No matter. These newspaper and magazine articles were printed treasures for a kid like myself. After all, there were precious few places a young artist could find information about the animated cartoon business. Many of our elders considered animation a special kind of magic created by a man named, Disney. Most never gave a thought that these magical motion pictures were actually created by talented, young (most were back then) men and women. Working in animation was hardly considered a real job and most older people thought it wise that I focus my attention on a vocation that would pay the rent. Undeterred, I continued my search for animated articles and any scrap of information I could dig up about the wonderful world of animation.
In the photograph below you’ll see a page from my ancient scrapbook that features an article from a Hollywood fan magazine. This is only one of the many acticles I dug up back in the early fifties that took us inside the magical facility known as the Walt Disney Studios. Naturally, the Hollywood Studios used such excursions to the Disney Studios as a device to build a media profile for their budding young actors and actresses. In this particular case, we see a young Farley Granger and Phyllis Kirk as they tour the various departments of Walt’s magic factory. In the black & white photos we see a young Eric Larson as he explains the animation process. In another shot, director, Hamilton Luske stands on a stool as he explains Disney’s story development techniques. Naturally, these visits often included cute photo moments as the attractive young actors try their hand at painting a cartoon animation cel. It may have simply been a job for the young Hollywood couple, but it provided special acess for a kid who had never seen the inside of a cartoon studio. That’s why these articles were pasted in my special cartoon scrapbook so I could view them over and over again.
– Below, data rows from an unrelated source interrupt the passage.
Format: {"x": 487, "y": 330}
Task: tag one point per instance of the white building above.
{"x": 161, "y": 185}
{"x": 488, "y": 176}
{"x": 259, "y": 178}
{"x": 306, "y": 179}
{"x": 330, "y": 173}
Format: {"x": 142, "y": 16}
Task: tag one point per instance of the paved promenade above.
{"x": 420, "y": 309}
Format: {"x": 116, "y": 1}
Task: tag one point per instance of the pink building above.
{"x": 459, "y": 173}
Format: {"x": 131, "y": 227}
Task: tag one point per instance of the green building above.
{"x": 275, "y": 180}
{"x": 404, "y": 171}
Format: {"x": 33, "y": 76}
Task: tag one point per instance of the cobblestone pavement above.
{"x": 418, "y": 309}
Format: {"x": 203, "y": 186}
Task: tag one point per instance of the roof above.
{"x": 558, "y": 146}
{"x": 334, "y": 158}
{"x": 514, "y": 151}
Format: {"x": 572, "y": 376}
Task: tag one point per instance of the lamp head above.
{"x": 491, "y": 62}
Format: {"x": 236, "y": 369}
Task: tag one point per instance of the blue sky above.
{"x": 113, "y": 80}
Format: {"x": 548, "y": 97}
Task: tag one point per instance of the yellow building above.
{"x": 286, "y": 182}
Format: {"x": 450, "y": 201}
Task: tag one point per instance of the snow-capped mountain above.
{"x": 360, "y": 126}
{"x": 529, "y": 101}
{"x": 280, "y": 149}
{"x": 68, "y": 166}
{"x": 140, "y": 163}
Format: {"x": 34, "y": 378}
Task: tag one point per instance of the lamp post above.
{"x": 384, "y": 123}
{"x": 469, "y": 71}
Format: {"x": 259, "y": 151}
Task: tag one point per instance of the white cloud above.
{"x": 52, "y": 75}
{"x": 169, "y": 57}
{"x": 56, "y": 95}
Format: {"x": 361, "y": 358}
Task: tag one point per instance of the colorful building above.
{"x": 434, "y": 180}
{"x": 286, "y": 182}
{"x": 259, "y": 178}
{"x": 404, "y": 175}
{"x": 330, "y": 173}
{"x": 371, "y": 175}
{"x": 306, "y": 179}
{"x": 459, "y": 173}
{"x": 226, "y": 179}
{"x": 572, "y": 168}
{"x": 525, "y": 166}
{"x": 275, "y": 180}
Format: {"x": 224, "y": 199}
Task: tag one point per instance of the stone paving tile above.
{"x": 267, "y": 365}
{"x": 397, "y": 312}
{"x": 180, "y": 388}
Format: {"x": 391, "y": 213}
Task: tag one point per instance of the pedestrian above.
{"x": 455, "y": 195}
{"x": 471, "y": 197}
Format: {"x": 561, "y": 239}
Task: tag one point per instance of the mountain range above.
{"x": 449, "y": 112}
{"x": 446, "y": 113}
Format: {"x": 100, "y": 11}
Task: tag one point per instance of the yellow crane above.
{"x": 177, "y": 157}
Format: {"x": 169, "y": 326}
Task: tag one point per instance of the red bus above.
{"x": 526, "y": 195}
If you’re as old as I am, you may very well have had a scrapbook of your own. A kid’s scrapbook was the special repository of his or her dreams and aspirations, and they helped us continually focus on our ultimate goals. I still have my scrapbook today and it remains a treasure. Naturally, I still flip through the pages and remember what it was like being a twelve year old kid with lofty dreams. Dreams that I knew would one day be realized.